Spatial thinking or reasoning involves the location and movement of objects and ourselves, either mentally or physically, in space. It’s not a single ability or process but actually refers to a considerable number of concepts, tools and processes.
Spatial thinking and reasoning is an important skill for children to learn, it’s essential to our everyday lives. The world is 3-D so we need to be able to navigate it.
Research suggests that learners who have stronger spatial language perform better in spatial-reasoning tasks. Parents can support the development of spatial thinking at home with activities that emphasise spatial language.
Here are a couple of ideas.
Spatial thinking barrier game
You will need:
- A barrier (cardboard or a book)
- 3-D objects like blocks, counters or lego
How to play:
Step 1: Players sit opposite each other and place a barrier between them so they can’t see the other player’s 3-D objects. Each player needs exactly the same objects.
Step 2: Player one makes a 3-D figure or arrangement, using blocks, counters or both.
Step 3: Player one makes a figure using the objects. Player one then explains to player two how to construct the figure they made step by step using spatial language like “Place a block on top of the first block”. Player two completes the instruction. Player one gives another instruction, “place the third block to the right of the tower with the ‘letter A’ facing the front, then rotate the ‘letter A’ 90 degrees to the left”.
Step 4: Once player two has completed the construction, remove the barrier to see if the figures look the same. Take turns.
Maths obstacle courses
Step 1: Create an obstacle course either inside or outside.
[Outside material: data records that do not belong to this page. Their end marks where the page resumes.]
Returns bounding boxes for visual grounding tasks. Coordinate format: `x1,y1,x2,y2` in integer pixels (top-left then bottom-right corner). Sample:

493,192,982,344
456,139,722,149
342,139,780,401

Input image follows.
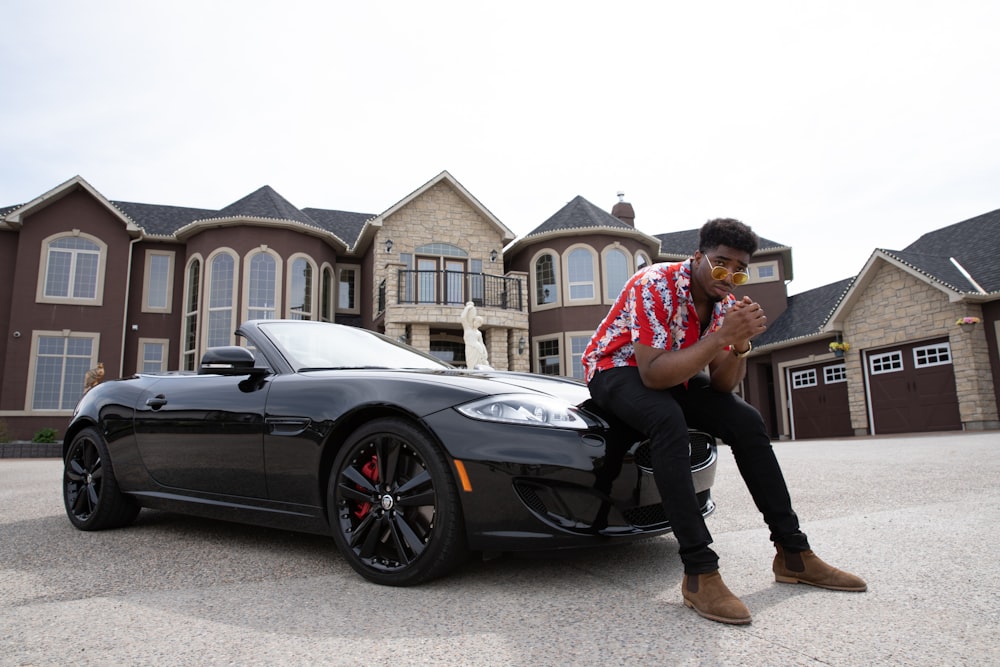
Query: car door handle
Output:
146,394,167,410
266,417,312,436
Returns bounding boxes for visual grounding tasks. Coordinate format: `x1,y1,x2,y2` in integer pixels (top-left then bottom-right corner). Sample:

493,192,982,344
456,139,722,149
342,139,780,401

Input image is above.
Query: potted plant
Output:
830,340,851,357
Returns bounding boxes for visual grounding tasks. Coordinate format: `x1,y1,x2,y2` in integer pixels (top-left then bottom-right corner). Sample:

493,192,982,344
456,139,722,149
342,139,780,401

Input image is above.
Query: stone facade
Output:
371,181,529,371
844,264,998,435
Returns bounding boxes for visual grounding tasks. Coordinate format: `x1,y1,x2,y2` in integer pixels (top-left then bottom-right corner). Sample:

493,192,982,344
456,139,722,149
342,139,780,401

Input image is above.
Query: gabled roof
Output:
302,208,375,241
505,195,659,252
887,209,1000,293
754,278,854,349
351,170,514,252
526,195,635,238
111,201,222,236
212,185,319,227
826,210,1000,331
3,176,141,237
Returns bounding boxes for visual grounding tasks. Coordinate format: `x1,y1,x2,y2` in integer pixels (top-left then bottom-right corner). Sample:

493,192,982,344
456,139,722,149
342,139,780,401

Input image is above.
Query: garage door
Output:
788,361,854,440
865,339,962,434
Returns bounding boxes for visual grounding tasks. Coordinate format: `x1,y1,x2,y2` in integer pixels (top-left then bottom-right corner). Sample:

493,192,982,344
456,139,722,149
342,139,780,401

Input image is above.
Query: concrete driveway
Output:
0,432,1000,667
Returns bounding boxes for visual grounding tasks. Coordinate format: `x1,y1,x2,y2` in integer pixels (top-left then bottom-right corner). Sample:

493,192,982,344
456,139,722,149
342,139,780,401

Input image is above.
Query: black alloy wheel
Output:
327,418,466,586
63,428,139,530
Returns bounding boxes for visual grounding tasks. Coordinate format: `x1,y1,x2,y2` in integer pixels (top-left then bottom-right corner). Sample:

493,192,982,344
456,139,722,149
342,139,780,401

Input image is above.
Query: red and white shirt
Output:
582,259,736,382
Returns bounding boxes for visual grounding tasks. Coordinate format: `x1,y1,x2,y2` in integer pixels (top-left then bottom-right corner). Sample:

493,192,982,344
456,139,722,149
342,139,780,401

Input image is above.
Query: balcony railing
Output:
396,269,524,310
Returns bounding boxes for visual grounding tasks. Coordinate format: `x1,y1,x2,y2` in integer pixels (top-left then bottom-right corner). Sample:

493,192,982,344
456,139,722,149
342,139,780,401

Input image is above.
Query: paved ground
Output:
0,432,1000,667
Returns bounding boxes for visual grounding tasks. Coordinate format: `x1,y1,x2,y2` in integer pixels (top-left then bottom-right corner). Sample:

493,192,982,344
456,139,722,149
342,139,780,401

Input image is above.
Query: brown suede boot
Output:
771,544,868,593
681,570,750,625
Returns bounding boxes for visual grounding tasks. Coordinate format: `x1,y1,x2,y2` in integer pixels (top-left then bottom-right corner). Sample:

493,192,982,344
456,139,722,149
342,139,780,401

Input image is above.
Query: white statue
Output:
462,301,490,370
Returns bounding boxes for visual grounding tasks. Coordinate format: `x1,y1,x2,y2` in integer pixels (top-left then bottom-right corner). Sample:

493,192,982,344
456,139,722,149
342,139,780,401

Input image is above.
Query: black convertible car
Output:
63,320,716,586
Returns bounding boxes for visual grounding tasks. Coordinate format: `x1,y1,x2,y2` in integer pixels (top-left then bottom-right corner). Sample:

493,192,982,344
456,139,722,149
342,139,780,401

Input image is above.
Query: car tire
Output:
63,428,140,530
327,418,467,586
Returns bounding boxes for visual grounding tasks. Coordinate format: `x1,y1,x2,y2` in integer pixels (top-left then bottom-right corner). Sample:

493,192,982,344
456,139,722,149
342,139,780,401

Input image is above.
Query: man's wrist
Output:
732,341,753,359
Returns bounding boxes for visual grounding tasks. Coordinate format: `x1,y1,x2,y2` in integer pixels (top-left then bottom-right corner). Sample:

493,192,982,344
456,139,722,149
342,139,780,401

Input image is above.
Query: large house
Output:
0,172,1000,439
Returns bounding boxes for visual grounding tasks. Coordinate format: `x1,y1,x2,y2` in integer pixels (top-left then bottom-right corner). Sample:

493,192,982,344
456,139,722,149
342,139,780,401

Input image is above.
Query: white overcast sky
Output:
0,0,1000,294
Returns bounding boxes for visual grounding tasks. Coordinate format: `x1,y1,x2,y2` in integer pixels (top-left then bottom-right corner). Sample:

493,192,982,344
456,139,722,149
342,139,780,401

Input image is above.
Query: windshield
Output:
259,321,453,371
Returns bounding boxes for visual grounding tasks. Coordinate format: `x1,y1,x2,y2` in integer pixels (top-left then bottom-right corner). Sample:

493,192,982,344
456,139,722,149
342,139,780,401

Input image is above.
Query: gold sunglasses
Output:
712,266,750,285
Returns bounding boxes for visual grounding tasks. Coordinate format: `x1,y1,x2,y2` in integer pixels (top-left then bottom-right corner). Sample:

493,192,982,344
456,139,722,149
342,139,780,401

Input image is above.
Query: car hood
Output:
304,368,590,405
465,371,590,405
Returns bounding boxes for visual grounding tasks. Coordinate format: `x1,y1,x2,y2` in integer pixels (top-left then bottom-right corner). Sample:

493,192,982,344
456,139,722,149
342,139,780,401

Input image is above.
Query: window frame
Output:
135,338,170,373
142,250,177,313
243,245,284,322
632,250,653,273
35,229,108,306
562,243,602,306
285,252,319,320
601,242,635,304
333,263,361,315
747,259,781,284
563,331,594,380
178,253,205,371
531,334,564,377
530,248,563,311
203,248,240,350
24,329,99,416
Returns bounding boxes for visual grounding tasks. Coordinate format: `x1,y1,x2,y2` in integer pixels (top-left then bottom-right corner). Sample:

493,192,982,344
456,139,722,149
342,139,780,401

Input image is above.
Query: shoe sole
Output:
774,574,868,593
684,599,753,625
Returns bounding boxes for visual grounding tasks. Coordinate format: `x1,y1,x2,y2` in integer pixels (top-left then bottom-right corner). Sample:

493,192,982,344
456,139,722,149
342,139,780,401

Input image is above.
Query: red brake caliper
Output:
354,454,378,519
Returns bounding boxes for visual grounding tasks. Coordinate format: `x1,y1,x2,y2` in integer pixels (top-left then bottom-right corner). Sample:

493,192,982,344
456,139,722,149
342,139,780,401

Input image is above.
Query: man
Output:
583,218,867,624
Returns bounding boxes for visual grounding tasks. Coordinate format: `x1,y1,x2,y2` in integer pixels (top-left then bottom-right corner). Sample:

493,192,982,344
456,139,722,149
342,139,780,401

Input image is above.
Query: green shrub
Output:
31,428,59,442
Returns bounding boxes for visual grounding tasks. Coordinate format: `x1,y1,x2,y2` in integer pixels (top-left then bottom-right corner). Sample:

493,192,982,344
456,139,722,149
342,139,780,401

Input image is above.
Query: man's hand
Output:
719,296,767,352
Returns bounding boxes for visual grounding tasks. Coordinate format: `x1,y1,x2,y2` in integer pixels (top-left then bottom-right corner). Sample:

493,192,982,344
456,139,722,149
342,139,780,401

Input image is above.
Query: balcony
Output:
396,269,524,310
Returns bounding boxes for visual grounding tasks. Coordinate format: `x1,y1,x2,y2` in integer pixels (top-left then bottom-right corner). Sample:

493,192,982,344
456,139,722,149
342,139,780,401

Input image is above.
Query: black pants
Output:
590,367,809,574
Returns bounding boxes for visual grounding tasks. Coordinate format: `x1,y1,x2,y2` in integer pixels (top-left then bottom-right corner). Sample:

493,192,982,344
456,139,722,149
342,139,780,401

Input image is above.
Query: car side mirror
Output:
198,345,271,376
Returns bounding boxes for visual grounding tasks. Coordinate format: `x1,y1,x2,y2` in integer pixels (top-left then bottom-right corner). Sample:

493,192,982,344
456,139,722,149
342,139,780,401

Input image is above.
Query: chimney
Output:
611,190,635,227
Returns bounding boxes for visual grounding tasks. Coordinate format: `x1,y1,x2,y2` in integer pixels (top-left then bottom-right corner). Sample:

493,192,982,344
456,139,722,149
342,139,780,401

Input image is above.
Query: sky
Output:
0,0,1000,294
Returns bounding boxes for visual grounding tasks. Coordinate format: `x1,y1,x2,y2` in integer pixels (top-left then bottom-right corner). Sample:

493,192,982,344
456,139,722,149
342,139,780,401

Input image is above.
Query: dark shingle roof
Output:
526,195,635,237
111,201,218,236
302,208,375,244
217,185,319,227
754,278,854,346
885,209,1000,292
0,204,24,218
106,185,375,245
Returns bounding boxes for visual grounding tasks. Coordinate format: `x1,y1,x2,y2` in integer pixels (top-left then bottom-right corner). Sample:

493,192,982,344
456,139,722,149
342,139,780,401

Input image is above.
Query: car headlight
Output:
455,394,596,431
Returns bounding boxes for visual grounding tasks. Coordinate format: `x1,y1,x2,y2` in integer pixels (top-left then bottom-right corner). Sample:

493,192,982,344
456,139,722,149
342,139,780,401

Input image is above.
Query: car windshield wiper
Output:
299,366,388,373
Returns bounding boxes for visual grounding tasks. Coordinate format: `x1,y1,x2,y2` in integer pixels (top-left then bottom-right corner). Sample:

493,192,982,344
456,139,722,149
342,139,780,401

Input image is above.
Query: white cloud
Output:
0,0,1000,293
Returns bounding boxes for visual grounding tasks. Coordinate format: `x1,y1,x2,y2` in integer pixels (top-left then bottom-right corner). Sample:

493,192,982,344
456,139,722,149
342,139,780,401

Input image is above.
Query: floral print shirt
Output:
582,259,736,382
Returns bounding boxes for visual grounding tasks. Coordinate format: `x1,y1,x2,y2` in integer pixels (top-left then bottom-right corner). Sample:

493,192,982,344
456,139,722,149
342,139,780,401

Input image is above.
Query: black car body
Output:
63,320,716,585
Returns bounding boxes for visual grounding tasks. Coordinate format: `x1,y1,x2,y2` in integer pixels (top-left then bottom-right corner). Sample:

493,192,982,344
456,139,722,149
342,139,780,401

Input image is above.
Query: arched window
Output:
246,250,278,320
319,265,333,322
566,247,596,301
36,230,107,306
635,251,649,271
288,256,316,320
534,252,559,306
205,252,236,347
604,248,629,301
181,255,201,371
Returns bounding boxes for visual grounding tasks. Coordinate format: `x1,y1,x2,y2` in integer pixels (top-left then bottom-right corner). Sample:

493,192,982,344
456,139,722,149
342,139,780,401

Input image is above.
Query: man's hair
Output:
698,218,758,255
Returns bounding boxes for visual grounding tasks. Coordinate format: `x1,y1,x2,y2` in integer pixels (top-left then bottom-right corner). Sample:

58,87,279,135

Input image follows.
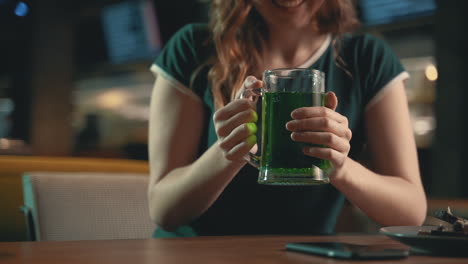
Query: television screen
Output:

Step 2: Player one directs player two around the obstacle course using spatial language. Take turns and challenge player two to direct player one around the course using a different route.
These activities can be adapted for all age groups.
- For younger children, the designs will be simple and the language used will relate to location, orientation, distance and direction. For example: left, right, top, bottom, between, in front, behind.
- If the children are older, the designs can be more complex and can involve geometric language including rotations, transformations and translations.